Singapore Management University law lecturer and Nominated MP Eugene Tan added: “I would say that the primary driver really is the need for the party (to be) more acutely sensitive to the need to be popular and for their overall policy to continue to be seen as legitimate. So in the end, it’s very politically driven.”

PAP ‘returning to basics’

Observers also attributed the “sea change”, as Assoc Prof Singh put it, to a new generation of PAP MPs.

MPs today are “much more aware of the importance of their own personal brand”, former NMP Siew Kum Hong said. “They understand that with real political contestation, they’re going to have to establish their own personal brand because it’s no longer enough to be a PAP MP; you have to have your own brand,” Mr Siew said.

Assoc Prof Singh added: “In some ways, as the older PAP generation fades away, there is a return to the basics of the PAP by the newer generation of PAP MPs and leaders who believe that the PAP is essentially a people-oriented party.”

He also noted that the younger PAP leaders “are very mindful of developing a new compact with a new generation of Singaporeans who are conscious of their rights, are more demanding (and) have higher expectations”.

Rejecting suggestions that the PAP was playing to the gallery “as this is not something (it) believes in”, Assoc Prof Singh said: “This is the new PAP that you will be seeing … more often in the future as the new PAP leaders are of a different mould (and) belief system and would slaughter whatever sacred cows of the past to ensure that the PAP is what it purports to be — a people’s action party.”

While Mr Inderjit Singh, a veteran MP, acknowledged there is a greater diversity among the current slate of PAP MPs, he noted that, in the past, the likes of former PAP MPs Tan Cheng Bock, Tan Soo Khoon and Wang Kai Yuen “have always reflected their views the way (their successors) have been reflecting right now”.

“We’ve always done it.

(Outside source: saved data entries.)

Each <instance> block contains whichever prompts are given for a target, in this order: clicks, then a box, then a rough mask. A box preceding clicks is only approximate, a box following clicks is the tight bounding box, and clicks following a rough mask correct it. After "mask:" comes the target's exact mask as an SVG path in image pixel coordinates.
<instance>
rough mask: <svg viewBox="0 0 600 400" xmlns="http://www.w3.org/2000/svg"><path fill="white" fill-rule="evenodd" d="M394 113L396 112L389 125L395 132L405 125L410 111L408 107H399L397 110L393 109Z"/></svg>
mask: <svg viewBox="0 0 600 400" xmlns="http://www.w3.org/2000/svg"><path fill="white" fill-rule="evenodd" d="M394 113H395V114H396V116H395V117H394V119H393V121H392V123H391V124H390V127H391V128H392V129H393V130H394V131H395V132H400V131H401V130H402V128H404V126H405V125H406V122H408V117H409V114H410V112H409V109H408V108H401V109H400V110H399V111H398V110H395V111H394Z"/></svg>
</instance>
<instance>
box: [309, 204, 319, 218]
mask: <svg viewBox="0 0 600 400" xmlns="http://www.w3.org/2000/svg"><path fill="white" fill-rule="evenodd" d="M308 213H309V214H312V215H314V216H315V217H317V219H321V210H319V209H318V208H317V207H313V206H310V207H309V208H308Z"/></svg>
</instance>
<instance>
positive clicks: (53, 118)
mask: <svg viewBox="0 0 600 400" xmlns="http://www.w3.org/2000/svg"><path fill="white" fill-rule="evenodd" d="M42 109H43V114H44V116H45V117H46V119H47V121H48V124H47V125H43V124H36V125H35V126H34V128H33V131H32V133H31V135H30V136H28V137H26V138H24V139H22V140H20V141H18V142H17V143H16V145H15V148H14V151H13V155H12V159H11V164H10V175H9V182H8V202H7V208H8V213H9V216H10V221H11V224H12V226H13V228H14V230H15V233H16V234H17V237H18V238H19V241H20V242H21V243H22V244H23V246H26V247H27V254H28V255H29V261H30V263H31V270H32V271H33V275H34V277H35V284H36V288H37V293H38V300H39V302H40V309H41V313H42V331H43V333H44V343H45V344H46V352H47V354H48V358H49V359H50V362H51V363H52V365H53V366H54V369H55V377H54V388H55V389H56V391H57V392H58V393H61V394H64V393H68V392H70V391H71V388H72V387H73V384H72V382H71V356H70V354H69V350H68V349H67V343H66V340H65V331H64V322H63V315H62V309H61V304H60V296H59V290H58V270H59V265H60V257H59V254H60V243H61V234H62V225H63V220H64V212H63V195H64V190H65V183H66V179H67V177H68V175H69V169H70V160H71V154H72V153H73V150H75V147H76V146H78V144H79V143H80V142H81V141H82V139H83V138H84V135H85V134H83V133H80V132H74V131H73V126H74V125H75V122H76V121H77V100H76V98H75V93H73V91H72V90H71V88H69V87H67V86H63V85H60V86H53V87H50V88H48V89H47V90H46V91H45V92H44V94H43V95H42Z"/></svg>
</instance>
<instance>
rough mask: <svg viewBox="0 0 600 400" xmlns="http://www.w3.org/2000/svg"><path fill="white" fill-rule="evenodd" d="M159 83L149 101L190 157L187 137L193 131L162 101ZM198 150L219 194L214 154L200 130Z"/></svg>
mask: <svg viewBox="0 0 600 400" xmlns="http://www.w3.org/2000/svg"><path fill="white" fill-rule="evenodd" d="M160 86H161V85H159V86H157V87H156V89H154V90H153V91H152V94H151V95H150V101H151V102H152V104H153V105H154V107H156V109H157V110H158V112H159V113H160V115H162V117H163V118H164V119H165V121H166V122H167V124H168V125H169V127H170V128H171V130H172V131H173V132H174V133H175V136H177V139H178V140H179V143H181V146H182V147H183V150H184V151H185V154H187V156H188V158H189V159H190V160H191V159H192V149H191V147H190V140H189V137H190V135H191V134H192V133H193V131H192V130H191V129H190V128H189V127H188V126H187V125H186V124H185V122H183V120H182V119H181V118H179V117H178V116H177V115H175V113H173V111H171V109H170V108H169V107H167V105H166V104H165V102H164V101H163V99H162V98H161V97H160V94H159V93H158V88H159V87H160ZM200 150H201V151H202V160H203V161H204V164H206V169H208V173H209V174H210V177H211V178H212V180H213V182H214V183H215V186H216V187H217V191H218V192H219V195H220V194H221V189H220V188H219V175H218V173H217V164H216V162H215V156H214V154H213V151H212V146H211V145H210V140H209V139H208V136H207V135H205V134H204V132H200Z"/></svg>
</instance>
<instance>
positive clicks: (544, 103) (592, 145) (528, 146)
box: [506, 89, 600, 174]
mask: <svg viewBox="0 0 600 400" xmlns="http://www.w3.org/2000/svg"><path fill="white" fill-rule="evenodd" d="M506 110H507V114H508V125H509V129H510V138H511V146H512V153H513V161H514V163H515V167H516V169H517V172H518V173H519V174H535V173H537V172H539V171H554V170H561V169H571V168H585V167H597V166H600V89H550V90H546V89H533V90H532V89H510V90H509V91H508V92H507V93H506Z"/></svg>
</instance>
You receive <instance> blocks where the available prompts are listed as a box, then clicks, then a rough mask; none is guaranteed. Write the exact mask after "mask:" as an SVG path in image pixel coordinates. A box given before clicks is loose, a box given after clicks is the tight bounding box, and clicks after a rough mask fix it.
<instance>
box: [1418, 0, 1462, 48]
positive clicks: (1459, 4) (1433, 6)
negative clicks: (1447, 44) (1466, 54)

But less last time, maybe more now” he said.

On whether the shift was a response to the 2011 General Election, he said: “You can link the consequence of the last GE to the reality on the ground … So now we are addressing the root causes.”

He added: “As the economy and the country progress … a bigger number cannot catch up … so it’s best that we take care of their needs.”

Dr Puthucheary, a first-term MP, reiterated that for the PAP Government, “the underlying fundamentals about doing things in the best interest of Singapore have not changed”.

Citing the Our Singapore Conversation project as an example of how the PAP Government has adopted a “ground up, consultative approach”, he said: “But what is clear is that as time changes, the way in which we achieve those aims needs to change and has changed.”